Abundant sunshine proved of no benefit for Giddens Friday. He managed to catch just 4-15, but it only dropped him to third place.
Winning the championship is only one goal of this competition. The Top 3 anglers, determined tomorrow, advance to the 2018 GEICO Bassmaster Classic presented by DICK’S Sporting Goods. Coincidentally, the world championship of bass fishing is on Lake Hartwell, March 16-18, 2018.
Competing are anglers from 47 states and nine nations from the continents of North America, Asia, Africa, Australia and Europe. The field of 120 anglers is divided between boaters and nonboaters.
Mike Powell of Midway, Utah, claimed the nonboater title.
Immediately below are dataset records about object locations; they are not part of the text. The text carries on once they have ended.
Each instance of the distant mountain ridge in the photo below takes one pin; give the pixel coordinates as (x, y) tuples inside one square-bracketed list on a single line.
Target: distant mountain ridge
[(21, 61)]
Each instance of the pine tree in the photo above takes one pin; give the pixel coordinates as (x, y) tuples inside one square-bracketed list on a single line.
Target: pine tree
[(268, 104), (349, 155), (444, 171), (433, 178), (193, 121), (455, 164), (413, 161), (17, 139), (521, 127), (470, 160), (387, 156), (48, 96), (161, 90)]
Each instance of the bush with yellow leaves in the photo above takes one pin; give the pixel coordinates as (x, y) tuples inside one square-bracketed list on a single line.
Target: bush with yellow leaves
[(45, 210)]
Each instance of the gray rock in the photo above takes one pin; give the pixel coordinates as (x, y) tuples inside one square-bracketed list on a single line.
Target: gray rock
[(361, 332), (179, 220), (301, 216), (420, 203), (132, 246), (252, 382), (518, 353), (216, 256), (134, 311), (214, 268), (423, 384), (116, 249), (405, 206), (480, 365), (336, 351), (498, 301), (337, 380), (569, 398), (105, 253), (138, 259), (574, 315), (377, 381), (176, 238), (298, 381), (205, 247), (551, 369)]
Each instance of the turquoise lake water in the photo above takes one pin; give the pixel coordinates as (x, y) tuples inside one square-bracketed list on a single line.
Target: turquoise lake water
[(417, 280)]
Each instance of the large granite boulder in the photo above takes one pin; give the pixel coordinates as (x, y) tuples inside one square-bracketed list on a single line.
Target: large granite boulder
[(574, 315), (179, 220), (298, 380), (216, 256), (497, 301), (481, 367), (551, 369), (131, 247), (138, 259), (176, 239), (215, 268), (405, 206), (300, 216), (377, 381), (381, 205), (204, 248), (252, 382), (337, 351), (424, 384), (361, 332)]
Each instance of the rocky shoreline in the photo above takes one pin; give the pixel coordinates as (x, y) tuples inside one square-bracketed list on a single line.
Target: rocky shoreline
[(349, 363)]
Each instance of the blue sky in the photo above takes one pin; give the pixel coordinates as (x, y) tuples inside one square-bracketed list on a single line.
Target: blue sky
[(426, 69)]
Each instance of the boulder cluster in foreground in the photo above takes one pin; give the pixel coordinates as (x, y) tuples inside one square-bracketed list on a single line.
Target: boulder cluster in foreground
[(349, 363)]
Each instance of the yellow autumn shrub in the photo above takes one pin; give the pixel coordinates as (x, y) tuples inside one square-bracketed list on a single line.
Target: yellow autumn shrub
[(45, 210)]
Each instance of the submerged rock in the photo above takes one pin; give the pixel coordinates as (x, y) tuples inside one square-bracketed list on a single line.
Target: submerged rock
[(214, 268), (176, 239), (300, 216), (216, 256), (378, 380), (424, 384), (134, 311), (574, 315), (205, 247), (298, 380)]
The member of the Top of Utah Bassmasters scored the win with a two-day total of 23 pounds, 12 ounces.
Powell won a Skeeter TZX190 boat and trailer rigged with Yamaha SHO 150 Outboard, Minn Kota trolling motor and Lowrance electronics.
The used truck sales owner also earned paid entries in the division of his choosing of the 2018 Bass Pro Shops Bassmaster Opens. He also received a Marshal spot for the Classic at Lake Hartwell. Powell will also compete tomorrow in the championship round as a boater.
The final day begins at 7:30 a.m. ET, with the competition ending at 3:45 p.m. The final launch and weigh-in are at Green Pond Landing and Event Center in Anderson County.
Visit Anderson is hosting the event.